# Wendover woods?



## 02GF74 (23 Feb 2009)

What do we think?

Went there yesterday. £ 3 to park I could have driven to park nearby but thought it will be good to support the place.

Lots of long winding tracks but a little bit dull.  Any interesting stuff was out of bounds to bikes.

Not that I am a downhiller, far from it but the tracks are for usnday bikes, felt a bit stupid on full suspension, rigid would have been enough.

and it was muddy so then spent 1 hours cleaning 

I seem to recall there was a place, either W.W. or Aston CLinton that you had to have a riding permit? Has this changed or did I go to the wrong place?

Weird thing is that I must have been there before but didn't reconised any of it.


The climbing wires in the trees looked interesting.


----------



## spence (23 Feb 2009)

You're probably thinking of Aston Hill http://www.rideastonhill.co.uk/

As you say there's not a lot in the woods, I suspect most of what is good is not marked. There is however plenty to keep you going in the hills around the area.
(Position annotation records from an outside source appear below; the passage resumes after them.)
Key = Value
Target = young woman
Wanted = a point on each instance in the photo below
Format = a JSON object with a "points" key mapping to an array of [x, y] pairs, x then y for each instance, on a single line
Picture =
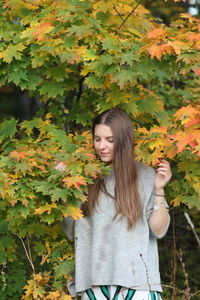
{"points": [[116, 255]]}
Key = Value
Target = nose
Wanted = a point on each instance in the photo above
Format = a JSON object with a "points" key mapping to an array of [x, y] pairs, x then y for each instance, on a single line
{"points": [[102, 145]]}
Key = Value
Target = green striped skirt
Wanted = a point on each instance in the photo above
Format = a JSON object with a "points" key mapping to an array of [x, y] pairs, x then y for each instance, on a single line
{"points": [[114, 292]]}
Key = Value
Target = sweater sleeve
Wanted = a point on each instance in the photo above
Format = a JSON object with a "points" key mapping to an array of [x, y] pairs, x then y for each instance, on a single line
{"points": [[68, 227], [149, 211]]}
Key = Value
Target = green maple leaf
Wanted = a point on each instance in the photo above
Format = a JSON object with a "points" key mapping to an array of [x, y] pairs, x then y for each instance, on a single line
{"points": [[124, 76], [80, 30], [148, 104], [12, 51], [52, 89], [18, 76], [65, 268], [109, 43], [8, 129], [56, 72], [58, 193], [30, 125], [93, 81]]}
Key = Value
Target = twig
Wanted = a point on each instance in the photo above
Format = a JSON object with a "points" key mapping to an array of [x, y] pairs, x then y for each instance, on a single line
{"points": [[187, 293], [192, 227], [174, 260], [118, 13], [124, 21], [27, 254], [29, 257]]}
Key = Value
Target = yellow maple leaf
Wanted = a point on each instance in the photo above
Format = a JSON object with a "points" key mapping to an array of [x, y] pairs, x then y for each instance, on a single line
{"points": [[45, 208], [77, 181], [157, 33], [74, 212]]}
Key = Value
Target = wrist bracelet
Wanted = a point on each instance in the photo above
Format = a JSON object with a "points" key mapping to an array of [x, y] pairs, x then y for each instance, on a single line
{"points": [[164, 203]]}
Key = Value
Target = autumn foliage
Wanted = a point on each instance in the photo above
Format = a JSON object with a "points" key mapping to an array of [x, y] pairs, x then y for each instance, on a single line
{"points": [[80, 58]]}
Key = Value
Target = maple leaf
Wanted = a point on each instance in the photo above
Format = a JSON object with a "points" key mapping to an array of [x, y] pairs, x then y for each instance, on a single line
{"points": [[178, 46], [73, 211], [45, 208], [196, 71], [76, 181], [91, 169], [41, 30], [18, 155], [156, 51], [157, 33], [12, 51]]}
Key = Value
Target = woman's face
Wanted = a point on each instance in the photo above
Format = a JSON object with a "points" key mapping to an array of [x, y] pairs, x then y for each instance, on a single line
{"points": [[103, 143]]}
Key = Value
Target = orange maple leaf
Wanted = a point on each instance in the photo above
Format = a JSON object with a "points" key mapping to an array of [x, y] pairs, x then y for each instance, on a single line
{"points": [[157, 33], [41, 30], [156, 51], [73, 211], [197, 71], [77, 181], [17, 155], [177, 46]]}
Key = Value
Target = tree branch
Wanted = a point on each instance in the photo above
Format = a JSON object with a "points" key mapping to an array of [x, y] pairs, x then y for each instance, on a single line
{"points": [[124, 21], [118, 13]]}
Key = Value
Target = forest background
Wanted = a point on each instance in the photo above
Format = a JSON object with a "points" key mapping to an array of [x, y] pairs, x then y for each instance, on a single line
{"points": [[61, 63]]}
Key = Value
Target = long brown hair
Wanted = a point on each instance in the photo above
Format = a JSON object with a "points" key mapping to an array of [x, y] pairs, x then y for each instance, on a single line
{"points": [[126, 196]]}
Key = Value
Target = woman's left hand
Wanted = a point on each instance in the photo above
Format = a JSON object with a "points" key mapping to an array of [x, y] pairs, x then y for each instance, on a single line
{"points": [[163, 174]]}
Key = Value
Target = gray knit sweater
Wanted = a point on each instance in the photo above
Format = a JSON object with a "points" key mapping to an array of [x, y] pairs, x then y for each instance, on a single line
{"points": [[106, 253]]}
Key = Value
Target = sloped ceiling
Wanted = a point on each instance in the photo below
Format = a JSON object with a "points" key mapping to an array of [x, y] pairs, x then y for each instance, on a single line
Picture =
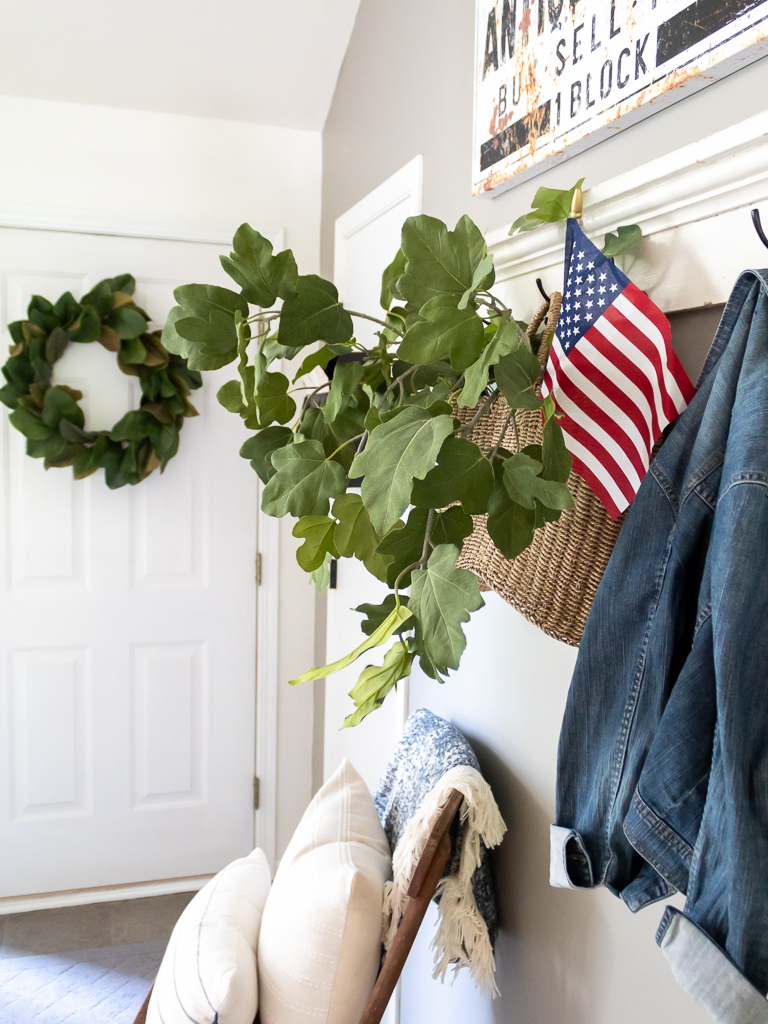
{"points": [[268, 61]]}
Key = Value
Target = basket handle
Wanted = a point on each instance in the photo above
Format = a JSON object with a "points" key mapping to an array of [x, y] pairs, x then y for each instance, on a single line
{"points": [[549, 311]]}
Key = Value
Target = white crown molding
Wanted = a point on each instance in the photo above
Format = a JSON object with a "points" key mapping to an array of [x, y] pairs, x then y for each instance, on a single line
{"points": [[103, 894], [723, 172], [165, 228]]}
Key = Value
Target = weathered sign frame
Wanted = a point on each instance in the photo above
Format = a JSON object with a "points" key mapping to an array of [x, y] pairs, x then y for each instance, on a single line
{"points": [[556, 77]]}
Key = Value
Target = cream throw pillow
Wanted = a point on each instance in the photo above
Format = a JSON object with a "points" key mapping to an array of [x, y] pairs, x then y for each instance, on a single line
{"points": [[320, 945], [209, 968]]}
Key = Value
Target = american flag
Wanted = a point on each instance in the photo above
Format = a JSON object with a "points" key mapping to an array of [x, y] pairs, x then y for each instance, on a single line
{"points": [[612, 374]]}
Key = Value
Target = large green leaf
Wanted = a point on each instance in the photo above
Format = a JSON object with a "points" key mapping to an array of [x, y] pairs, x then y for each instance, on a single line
{"points": [[403, 544], [441, 598], [506, 339], [439, 261], [317, 531], [376, 613], [354, 537], [201, 328], [259, 450], [57, 406], [230, 396], [445, 333], [376, 681], [320, 358], [262, 276], [344, 381], [392, 624], [314, 313], [30, 425], [272, 400], [67, 307], [462, 474], [516, 374], [127, 323], [322, 576], [525, 484], [549, 205], [87, 327], [398, 452], [304, 482], [482, 279], [389, 290]]}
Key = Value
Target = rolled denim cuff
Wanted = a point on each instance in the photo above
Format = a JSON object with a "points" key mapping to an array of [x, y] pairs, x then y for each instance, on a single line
{"points": [[707, 973], [569, 865]]}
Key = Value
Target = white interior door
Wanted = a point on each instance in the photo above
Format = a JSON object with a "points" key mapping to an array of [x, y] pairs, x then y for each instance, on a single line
{"points": [[127, 670], [367, 239]]}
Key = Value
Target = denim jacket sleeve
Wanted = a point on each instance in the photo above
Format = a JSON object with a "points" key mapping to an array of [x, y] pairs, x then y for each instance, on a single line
{"points": [[663, 766]]}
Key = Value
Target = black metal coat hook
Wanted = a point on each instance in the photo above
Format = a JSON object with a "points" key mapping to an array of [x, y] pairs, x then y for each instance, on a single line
{"points": [[759, 227]]}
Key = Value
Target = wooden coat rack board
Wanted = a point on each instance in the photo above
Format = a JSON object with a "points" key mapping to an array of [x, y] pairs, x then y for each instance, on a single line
{"points": [[423, 886]]}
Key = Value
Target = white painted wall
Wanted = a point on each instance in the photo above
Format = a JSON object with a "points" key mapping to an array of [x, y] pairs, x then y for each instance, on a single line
{"points": [[85, 167], [406, 88]]}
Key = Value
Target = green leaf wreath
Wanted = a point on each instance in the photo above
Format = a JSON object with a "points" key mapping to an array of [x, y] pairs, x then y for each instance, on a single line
{"points": [[383, 418], [48, 415]]}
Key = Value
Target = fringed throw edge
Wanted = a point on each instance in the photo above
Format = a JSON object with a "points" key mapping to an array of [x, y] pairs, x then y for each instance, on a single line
{"points": [[462, 937]]}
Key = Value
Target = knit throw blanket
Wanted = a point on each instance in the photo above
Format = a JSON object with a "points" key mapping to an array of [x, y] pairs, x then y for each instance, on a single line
{"points": [[433, 758]]}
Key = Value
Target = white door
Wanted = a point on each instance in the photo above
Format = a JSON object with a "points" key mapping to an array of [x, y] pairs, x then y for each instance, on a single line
{"points": [[127, 669], [367, 239]]}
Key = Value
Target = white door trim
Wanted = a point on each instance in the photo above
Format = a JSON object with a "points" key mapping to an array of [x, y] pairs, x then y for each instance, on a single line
{"points": [[402, 184], [165, 228], [267, 530], [266, 683], [100, 894]]}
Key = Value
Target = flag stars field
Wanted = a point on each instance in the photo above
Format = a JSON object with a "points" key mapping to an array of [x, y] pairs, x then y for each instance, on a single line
{"points": [[614, 378]]}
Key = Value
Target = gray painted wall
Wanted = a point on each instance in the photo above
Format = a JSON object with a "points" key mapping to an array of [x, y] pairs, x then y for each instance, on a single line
{"points": [[406, 88]]}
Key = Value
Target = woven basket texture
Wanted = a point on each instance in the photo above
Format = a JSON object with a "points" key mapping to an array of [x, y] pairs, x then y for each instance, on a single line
{"points": [[554, 581]]}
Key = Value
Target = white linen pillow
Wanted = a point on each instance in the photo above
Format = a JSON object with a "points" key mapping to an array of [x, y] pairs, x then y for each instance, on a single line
{"points": [[320, 945], [209, 968]]}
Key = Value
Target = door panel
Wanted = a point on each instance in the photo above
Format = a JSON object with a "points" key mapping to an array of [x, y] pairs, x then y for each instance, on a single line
{"points": [[367, 239], [127, 669]]}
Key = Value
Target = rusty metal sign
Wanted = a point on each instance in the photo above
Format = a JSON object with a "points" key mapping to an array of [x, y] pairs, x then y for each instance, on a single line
{"points": [[554, 77]]}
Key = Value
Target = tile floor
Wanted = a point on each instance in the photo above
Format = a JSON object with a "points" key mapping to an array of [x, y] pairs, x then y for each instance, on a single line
{"points": [[91, 926]]}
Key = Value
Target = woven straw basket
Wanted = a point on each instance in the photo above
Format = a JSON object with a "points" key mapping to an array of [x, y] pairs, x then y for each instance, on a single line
{"points": [[554, 581]]}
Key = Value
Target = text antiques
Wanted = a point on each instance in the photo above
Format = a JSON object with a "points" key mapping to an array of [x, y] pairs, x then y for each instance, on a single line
{"points": [[558, 74]]}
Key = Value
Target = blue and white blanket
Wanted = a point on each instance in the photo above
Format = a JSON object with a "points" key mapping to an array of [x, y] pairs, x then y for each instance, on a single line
{"points": [[433, 758]]}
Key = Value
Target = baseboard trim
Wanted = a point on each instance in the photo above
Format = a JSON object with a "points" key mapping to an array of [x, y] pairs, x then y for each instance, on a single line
{"points": [[100, 894]]}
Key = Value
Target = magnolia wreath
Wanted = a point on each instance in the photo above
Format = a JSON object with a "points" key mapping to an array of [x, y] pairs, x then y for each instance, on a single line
{"points": [[48, 415]]}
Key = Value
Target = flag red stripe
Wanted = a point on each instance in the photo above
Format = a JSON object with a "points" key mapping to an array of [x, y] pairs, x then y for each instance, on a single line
{"points": [[592, 444], [649, 350], [609, 425], [629, 369], [651, 310], [612, 391]]}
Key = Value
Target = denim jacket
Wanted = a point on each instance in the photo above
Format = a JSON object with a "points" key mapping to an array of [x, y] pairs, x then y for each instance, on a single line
{"points": [[663, 764]]}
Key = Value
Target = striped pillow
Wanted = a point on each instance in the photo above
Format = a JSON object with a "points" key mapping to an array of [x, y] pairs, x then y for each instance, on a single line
{"points": [[208, 974]]}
Park at the library, it's free on Sundays. 
There's been a few routes published in the mags over the years. This one is simple but effective; http://www.sillygrin.co.uk/routes/wendover.pdf


----------



## Bodhbh (23 Feb 2009)

I've been thru there 2-3 times, getting lost on the Ridgeway/Icknield Way more than heading there deliberately. There's 2 different things: wondering about the woods and then the MTB centre at Aston Hill you have to pay for? Keep meaning to try the centre and see what the fuss is about - I've never been to one before, you just pay your money and ride about? Any ettiquette involved? - would be worried I'm getting in the way of more serious riders.


----------



## 02GF74 (23 Feb 2009)

yep - 2 different things; the woods is south of A Hill.

thanks for the os map - I will check it out; done some of that but never as a big loop


----------